Reliability block diagram (RBD) and fault tree analysis (FTA) approaches for estimation of system reliability and availability – a case study

In the present worldwide situation, the survival of a business is a major crucial aspect. The business cannot be succeeded unless it produces the anticipated production levels. Achievement of this can be possible only by maintaining the equipment into an adequate level. Load-Haul-Dumpers (LHDs), as the main workhorse and massive transporting machines, are highly utilized in underground mining operations. Despite the usage of LHDs, these are prone to the uneven and unexpected occurrence of potential failures. These are causes to minimize the production and productivity of capital intensive equipment. To get a good profitability index, it is very necessary to have the required levels of equipment reliability and availability. Estimation of reliabilities and availabilities play a critical role in the performance evaluation of equipment.

By keeping the significance of the present research work in view in this research paper one of the well appropriate techniques such as fault tree analysis (FTA) was utilized to assess the reliability of the LHD system based on the function flow diagram. Best fit distribution of data sets were made by the utilization of Kolmogorov–Smirnov (K-S) test. Parametric estimation of theoretical probability distributions was done by utilizing the maximum likelihood estimation (MLE). Failure rate of each LHD system has computed based on the best fit results from “Isograph Reliability Workbench 13.0”. Reliability configuration of each LHD system has modeled using reliability block diagram (RBD), as well as the FTA.

Independent and identical distribution (IID) assumption of data sets was validated through statistic U-test (Chi Squared test). On the basis of test results, the data sets are in accordance with IID assumption. Therefore renewal process approach has been utilized for further investigation. Allocations of best fit distribution of data sets were made by the utilization ofK-S test. Parametric estimation of theoretical probability distributions was made by utilizing maximum likelihood estimation (MLE) method. Reliability of each individual subsystem has been computed according to the best fit distribution. The deductive method called RBD was utilized to investigate the given system reliability by analyzing with graphical representations of logic system and observed highest percentage of reliability as 69.44% (LH29). FTA has been utilized to investigate the availability percentage of a system and observed highest percentage value as 79.51% (LH29). This technique also helps to identify the most critical parts/cut sets by using Fussell-Vesely (F-V) importance measure.

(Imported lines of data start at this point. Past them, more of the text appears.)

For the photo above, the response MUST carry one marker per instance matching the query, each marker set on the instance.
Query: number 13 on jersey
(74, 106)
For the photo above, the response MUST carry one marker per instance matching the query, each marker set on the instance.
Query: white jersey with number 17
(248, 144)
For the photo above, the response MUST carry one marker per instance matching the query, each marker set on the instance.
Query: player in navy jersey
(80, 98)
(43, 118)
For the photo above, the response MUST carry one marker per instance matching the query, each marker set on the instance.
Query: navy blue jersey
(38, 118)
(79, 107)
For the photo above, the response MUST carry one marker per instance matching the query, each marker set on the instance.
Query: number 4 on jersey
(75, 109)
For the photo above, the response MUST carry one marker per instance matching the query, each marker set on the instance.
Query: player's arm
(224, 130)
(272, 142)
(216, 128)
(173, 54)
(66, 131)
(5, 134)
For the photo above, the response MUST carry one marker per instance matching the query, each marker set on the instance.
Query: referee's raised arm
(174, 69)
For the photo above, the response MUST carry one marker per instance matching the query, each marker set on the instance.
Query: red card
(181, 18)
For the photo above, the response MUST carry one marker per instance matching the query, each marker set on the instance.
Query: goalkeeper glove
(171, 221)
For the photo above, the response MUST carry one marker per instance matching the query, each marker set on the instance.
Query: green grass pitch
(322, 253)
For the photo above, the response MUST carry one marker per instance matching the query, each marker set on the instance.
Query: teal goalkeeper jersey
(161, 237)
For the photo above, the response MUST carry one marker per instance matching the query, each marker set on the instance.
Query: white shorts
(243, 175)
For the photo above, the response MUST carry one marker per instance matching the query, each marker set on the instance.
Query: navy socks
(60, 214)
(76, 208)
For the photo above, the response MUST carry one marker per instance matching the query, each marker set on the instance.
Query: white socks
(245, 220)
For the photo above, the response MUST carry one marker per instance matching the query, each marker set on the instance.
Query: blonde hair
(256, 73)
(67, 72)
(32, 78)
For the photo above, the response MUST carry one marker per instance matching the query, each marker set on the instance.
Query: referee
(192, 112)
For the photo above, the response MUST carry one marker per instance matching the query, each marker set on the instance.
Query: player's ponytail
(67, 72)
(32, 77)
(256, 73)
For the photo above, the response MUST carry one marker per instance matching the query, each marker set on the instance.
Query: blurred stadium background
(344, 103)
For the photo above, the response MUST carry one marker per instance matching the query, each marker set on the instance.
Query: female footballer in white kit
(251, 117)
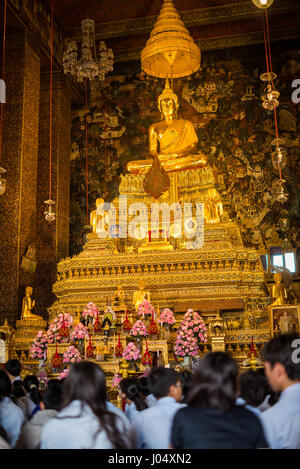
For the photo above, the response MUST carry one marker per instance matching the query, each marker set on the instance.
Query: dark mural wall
(235, 132)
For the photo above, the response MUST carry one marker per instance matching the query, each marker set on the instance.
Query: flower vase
(139, 342)
(186, 361)
(166, 331)
(80, 346)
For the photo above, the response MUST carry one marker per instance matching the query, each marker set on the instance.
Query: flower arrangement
(145, 309)
(90, 311)
(116, 380)
(71, 355)
(153, 329)
(132, 353)
(126, 323)
(38, 348)
(167, 317)
(79, 332)
(64, 374)
(90, 350)
(119, 348)
(192, 332)
(195, 323)
(147, 357)
(139, 329)
(61, 322)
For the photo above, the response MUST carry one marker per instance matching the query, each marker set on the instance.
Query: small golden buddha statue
(172, 141)
(140, 295)
(119, 295)
(27, 306)
(98, 221)
(279, 291)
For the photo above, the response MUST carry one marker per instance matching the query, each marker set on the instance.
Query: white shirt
(282, 421)
(80, 431)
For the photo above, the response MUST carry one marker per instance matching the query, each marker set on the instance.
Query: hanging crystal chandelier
(280, 192)
(2, 181)
(270, 95)
(88, 67)
(49, 212)
(279, 154)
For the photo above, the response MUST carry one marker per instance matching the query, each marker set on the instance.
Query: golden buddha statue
(27, 306)
(172, 140)
(98, 221)
(278, 291)
(140, 295)
(119, 295)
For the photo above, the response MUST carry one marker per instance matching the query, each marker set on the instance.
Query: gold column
(20, 149)
(53, 238)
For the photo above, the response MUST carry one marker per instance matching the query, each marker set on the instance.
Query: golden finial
(170, 51)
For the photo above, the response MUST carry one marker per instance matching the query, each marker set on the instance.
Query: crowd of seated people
(212, 407)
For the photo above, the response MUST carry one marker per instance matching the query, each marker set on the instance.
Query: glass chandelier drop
(279, 154)
(2, 181)
(88, 66)
(263, 3)
(270, 95)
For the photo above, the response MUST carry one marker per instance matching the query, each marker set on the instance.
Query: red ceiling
(71, 12)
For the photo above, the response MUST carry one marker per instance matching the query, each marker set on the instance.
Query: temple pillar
(52, 238)
(19, 158)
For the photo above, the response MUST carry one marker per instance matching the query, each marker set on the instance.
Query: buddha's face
(168, 107)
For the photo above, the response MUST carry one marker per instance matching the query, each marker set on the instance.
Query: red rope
(51, 92)
(86, 157)
(3, 72)
(105, 145)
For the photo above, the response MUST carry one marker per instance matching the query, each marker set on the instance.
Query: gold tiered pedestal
(221, 275)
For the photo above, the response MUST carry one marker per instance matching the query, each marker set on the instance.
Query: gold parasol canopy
(170, 51)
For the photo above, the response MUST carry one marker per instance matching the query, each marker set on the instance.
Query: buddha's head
(277, 277)
(28, 291)
(168, 102)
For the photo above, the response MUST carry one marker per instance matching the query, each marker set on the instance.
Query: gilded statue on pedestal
(27, 306)
(140, 295)
(172, 141)
(279, 291)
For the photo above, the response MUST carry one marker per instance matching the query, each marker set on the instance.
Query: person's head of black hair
(253, 387)
(130, 387)
(214, 383)
(186, 379)
(31, 384)
(52, 396)
(13, 367)
(282, 349)
(144, 386)
(5, 385)
(18, 388)
(160, 381)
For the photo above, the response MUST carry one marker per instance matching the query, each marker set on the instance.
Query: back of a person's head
(31, 384)
(160, 381)
(86, 383)
(52, 396)
(18, 388)
(13, 367)
(283, 349)
(5, 384)
(144, 385)
(214, 383)
(253, 387)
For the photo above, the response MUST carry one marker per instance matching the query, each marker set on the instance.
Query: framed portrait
(285, 319)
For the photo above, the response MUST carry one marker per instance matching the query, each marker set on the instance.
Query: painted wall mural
(235, 132)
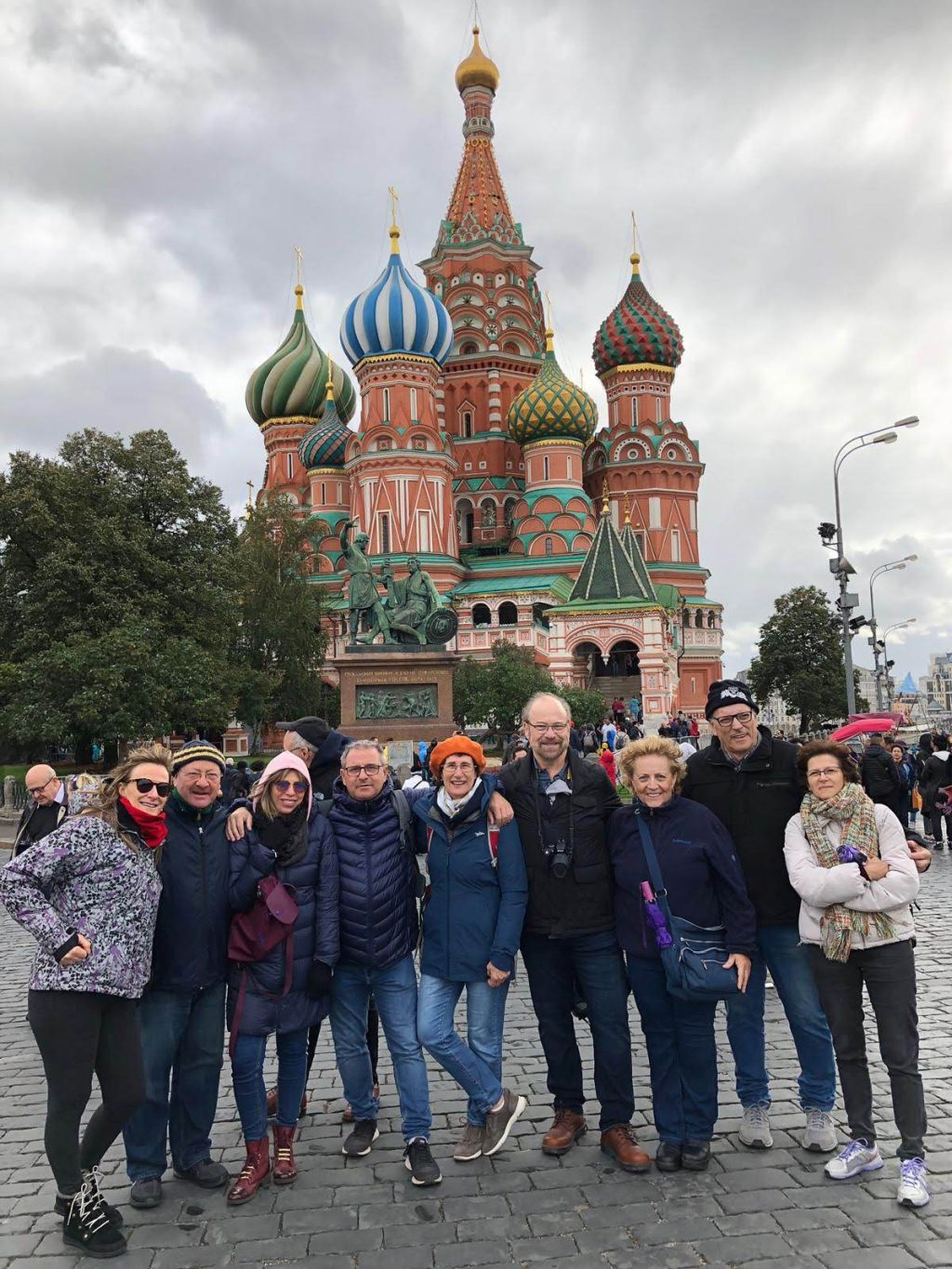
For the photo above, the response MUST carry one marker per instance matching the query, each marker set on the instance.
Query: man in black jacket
(562, 807)
(750, 782)
(46, 807)
(181, 1014)
(879, 775)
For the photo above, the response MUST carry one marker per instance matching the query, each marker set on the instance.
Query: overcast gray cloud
(789, 166)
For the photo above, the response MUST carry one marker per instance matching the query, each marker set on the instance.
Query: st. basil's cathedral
(476, 455)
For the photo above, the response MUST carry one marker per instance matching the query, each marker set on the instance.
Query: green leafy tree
(494, 692)
(115, 612)
(800, 655)
(280, 640)
(586, 706)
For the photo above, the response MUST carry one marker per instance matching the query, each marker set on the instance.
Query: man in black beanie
(320, 747)
(749, 779)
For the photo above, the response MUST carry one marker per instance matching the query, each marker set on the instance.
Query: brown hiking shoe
(566, 1129)
(622, 1144)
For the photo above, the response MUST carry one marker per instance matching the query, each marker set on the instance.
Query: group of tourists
(162, 913)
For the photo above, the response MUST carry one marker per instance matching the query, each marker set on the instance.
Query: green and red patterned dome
(638, 331)
(552, 407)
(294, 381)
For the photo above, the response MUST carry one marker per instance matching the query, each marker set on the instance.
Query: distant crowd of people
(179, 897)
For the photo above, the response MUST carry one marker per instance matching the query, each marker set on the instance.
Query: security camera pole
(840, 567)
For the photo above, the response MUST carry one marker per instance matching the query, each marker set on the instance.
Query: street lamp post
(840, 566)
(878, 573)
(896, 626)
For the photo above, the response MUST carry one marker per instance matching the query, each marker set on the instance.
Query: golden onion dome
(476, 70)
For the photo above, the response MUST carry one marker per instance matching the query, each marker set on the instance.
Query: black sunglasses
(143, 786)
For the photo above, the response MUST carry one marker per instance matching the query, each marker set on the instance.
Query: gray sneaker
(469, 1144)
(499, 1122)
(819, 1134)
(756, 1127)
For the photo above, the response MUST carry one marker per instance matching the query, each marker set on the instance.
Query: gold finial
(393, 226)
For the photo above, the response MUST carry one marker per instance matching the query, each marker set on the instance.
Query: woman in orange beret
(471, 928)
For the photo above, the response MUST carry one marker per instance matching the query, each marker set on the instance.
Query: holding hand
(742, 963)
(77, 953)
(239, 824)
(496, 977)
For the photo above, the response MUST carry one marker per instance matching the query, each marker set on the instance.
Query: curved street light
(878, 573)
(840, 566)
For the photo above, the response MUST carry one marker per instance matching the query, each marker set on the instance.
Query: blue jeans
(596, 962)
(395, 991)
(247, 1080)
(183, 1037)
(779, 951)
(478, 1064)
(681, 1054)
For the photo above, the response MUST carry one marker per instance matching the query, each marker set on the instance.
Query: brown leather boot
(566, 1129)
(622, 1144)
(254, 1172)
(284, 1170)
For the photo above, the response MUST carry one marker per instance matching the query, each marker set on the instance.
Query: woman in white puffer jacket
(850, 863)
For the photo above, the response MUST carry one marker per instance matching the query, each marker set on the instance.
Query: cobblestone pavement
(768, 1209)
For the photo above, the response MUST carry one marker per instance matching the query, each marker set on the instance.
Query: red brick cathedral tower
(485, 274)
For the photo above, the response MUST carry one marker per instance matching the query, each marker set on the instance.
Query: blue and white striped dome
(396, 315)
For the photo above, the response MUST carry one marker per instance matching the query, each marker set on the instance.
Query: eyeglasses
(743, 719)
(145, 786)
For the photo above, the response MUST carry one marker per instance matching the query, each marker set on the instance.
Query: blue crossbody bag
(694, 965)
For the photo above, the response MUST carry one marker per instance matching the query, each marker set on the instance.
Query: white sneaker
(913, 1189)
(756, 1127)
(819, 1133)
(857, 1157)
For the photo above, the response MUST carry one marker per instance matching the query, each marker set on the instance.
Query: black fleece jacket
(754, 803)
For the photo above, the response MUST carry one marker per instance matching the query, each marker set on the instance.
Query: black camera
(560, 858)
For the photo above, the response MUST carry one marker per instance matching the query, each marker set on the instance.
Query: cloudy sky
(789, 165)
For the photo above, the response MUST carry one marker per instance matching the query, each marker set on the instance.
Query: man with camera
(562, 807)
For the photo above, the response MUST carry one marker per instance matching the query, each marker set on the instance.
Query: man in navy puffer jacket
(378, 931)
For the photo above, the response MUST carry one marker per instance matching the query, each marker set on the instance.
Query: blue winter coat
(699, 866)
(194, 911)
(475, 910)
(378, 923)
(316, 934)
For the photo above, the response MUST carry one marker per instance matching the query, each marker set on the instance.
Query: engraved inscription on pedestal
(389, 701)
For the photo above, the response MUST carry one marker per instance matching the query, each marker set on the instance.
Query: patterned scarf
(853, 810)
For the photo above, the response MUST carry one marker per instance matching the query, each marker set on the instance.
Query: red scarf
(152, 827)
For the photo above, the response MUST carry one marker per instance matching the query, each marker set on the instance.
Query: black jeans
(594, 960)
(889, 973)
(77, 1033)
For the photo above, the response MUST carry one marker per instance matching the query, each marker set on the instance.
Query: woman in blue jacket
(706, 886)
(291, 840)
(471, 928)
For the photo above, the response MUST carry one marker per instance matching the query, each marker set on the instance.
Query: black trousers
(889, 975)
(79, 1033)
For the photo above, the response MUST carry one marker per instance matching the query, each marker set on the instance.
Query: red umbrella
(862, 725)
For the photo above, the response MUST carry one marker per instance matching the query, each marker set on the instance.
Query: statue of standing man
(364, 593)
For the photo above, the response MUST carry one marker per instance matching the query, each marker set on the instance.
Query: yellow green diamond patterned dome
(552, 407)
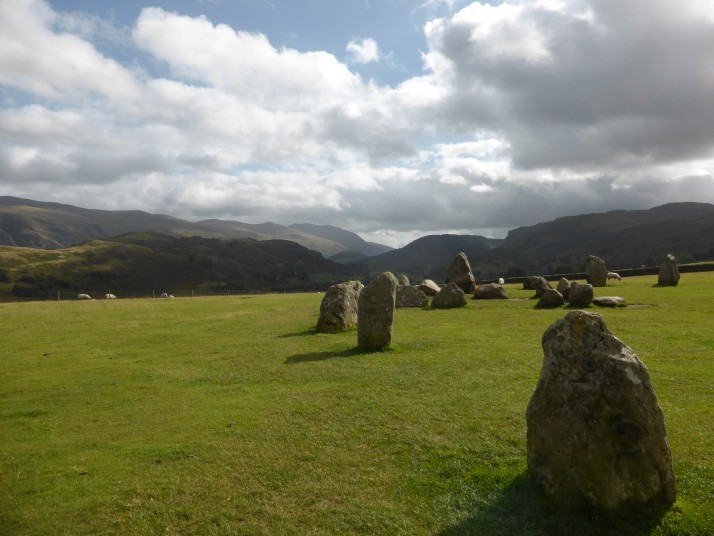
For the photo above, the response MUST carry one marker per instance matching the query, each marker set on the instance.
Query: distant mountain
(427, 257)
(622, 238)
(138, 264)
(341, 236)
(43, 225)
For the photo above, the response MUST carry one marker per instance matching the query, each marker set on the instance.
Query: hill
(622, 238)
(139, 264)
(427, 257)
(43, 225)
(355, 243)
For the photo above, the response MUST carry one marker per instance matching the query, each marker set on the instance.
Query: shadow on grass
(523, 509)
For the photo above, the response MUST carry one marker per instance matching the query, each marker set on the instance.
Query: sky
(393, 119)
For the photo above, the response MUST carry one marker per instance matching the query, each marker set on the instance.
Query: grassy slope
(229, 416)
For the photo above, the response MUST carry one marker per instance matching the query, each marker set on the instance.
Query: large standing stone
(596, 435)
(596, 271)
(403, 280)
(338, 310)
(580, 295)
(449, 297)
(550, 299)
(428, 287)
(410, 297)
(541, 285)
(563, 287)
(668, 272)
(376, 313)
(459, 272)
(490, 291)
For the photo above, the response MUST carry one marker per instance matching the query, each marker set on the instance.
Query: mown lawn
(228, 415)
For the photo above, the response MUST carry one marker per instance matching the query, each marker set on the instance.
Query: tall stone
(580, 295)
(449, 297)
(338, 310)
(376, 313)
(428, 287)
(668, 272)
(459, 272)
(595, 432)
(596, 271)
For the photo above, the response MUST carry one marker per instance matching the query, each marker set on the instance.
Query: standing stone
(403, 280)
(596, 271)
(595, 432)
(428, 287)
(541, 285)
(449, 297)
(459, 272)
(490, 291)
(580, 295)
(563, 287)
(550, 299)
(530, 281)
(376, 313)
(668, 272)
(338, 310)
(410, 297)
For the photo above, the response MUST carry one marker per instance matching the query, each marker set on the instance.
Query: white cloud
(363, 51)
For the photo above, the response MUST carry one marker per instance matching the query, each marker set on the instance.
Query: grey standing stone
(595, 432)
(449, 297)
(563, 287)
(550, 299)
(376, 313)
(490, 291)
(668, 272)
(459, 272)
(428, 287)
(410, 297)
(580, 295)
(338, 310)
(596, 271)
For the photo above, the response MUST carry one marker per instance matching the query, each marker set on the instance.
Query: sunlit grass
(231, 416)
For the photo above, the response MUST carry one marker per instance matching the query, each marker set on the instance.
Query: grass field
(229, 415)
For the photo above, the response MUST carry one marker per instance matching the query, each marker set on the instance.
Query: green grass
(229, 415)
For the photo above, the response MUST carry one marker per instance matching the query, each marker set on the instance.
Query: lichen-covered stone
(595, 432)
(596, 271)
(668, 272)
(428, 287)
(580, 295)
(338, 310)
(459, 272)
(376, 313)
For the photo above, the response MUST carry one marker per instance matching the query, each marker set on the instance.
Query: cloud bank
(524, 111)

As the reliability analysis is one of the complex techniques, it requires strategic decision-making knowledge for the selection of methodology to be used. As the present case study was from a public sector company, operating under financial constraints the conclusions/findings may not be universally applicable.

The present study throws light on this equipment that need a tailored maintenance schedules, partly due to the peculiar mining conditions, under which they operate. This analysis provides the information on several aspects such as present working condition of the machines, occurrence of various potential failure modes, influence of failure modes on its performance and reliable life aspects etc. Also, these investigations asses the forecasting of necessary managerial practices or control measures like possible design modifications and replacement actions of components to ensure the required levels of availability and utilization of the equipment. Both qualitative and quantitative analysis of FTA has been performed to determine the minimal/most influencing cut sets of the system and to estimate overall system availability within the work environment. Based on the computed results reasons for performance drop of each machine was identified and suitable recommendations were suggested to improve the performance of capital intensive systems.